Diante de tal cenário o que sobra, afinal, para chamar de verdadeira direita? Ainda não é possível definir um grupo de direita organizada no Brasil, e nem partido. É possível definir alguns “notáveis”, como o próprio presidente da República, mas é preciso um trabalho minucioso para classificar com segurança quais se encaixam nos preceitos clássicos da direita.

A verdade é que a maioria do público é guiado pelo posicionamento em grandes pautas, tais como a legalização das drogas, aborto, liberdade religiosa, educação familiar e porte de armas. Isso resume para muitos o que parece ser ou não de direita, o que não deixa de ser verdade, mas não é só isso.

A grande ameaça ao atual governo é a própria “direita”, exatamente porque no auge das eleições do ano passado muitas pessoas foram eleitas por conveniência. São pessoas como o Alexandre Frota, que viram na onda conservadora como grande propulsora da luta contra o petismo a chance de se autopromover.

Por essa razão, há entre os aliados muitos “frotas” disfarçados apenas esperando uma nova chance de se beneficiar, e é ai onde entram as alianças espúrias (note que Frota e Dória se tornaram aliados, não por acaso) capazes de derrubar o governo antes mesmo do fim do seu mandato.

Como se tudo isso não bastasse, há também a falta de sabedoria entre os verdadeiros apoiadores, que ao invés de lavar a roupa suja em secreto, atualmente usam a internet como campo de batalha. Falta de bom senso entre aliados, ansiedade por mudanças que exigem anos de trabalho, interesses pessoais, imaturidade emocional e muitos “frotas” constituem a grande ameaça ao governo Bolsonaro.
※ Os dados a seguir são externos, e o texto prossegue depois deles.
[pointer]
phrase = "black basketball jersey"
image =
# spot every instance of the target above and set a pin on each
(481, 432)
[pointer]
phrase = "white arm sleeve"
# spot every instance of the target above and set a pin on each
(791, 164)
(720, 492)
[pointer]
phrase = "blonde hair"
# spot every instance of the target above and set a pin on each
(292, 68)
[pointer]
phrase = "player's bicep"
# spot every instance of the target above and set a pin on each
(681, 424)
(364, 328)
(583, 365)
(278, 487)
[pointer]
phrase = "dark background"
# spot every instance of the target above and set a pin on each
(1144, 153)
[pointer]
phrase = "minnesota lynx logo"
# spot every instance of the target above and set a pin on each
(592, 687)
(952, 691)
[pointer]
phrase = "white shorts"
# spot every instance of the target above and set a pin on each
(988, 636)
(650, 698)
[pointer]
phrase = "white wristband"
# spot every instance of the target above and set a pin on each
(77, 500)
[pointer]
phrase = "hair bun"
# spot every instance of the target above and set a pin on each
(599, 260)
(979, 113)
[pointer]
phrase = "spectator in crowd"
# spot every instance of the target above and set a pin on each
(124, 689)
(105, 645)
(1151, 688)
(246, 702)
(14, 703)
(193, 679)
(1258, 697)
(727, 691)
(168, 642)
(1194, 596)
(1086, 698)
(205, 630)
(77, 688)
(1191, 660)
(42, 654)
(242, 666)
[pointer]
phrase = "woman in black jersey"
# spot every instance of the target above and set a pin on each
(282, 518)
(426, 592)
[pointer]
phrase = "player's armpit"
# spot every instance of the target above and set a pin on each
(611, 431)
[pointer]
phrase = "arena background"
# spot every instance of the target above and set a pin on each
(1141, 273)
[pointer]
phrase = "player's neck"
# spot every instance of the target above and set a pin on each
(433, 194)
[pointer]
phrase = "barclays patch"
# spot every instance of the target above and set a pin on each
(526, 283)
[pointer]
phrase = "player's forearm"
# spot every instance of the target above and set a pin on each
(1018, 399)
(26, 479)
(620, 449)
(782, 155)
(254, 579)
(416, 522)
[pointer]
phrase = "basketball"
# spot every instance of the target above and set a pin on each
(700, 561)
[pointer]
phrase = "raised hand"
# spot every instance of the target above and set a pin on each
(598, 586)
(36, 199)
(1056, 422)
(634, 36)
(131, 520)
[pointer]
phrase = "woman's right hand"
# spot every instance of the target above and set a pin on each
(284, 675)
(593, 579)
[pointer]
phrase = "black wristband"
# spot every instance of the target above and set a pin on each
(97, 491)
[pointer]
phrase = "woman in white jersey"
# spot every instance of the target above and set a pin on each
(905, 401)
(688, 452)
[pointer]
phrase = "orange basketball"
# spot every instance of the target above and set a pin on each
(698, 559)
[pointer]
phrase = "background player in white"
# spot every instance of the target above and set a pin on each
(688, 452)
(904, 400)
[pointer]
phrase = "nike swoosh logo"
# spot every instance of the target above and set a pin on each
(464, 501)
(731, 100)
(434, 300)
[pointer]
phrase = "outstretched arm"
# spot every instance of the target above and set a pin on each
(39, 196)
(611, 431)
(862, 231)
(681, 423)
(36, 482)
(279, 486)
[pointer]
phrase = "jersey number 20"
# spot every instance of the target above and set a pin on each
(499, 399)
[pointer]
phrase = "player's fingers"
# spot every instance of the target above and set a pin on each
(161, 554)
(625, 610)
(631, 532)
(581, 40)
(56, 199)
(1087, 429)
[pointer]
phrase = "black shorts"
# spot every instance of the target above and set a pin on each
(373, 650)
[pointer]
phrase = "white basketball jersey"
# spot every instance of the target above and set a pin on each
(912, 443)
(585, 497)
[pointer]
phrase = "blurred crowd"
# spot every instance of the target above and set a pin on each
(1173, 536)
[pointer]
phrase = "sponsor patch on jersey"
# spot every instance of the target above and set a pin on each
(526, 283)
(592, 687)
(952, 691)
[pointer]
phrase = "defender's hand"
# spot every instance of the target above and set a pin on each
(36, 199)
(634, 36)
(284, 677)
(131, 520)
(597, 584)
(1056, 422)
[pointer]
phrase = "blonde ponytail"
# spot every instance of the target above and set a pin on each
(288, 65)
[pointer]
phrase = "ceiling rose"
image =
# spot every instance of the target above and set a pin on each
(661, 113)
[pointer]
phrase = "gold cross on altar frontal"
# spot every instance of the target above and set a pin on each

É possível que de tudo isso saia um grupo de direita consolidado? Sim! Os conflitos servem também como uma peneira para separar o joio do trigo. Mas é possível também que por falta de experiência, imaturidade e interesses conflitantes, esse embrião da direita que hoje está no poder não se desenvolva, e se isso acontecer a esquerda certamente virá mais forte do que nunca para engoli-lo.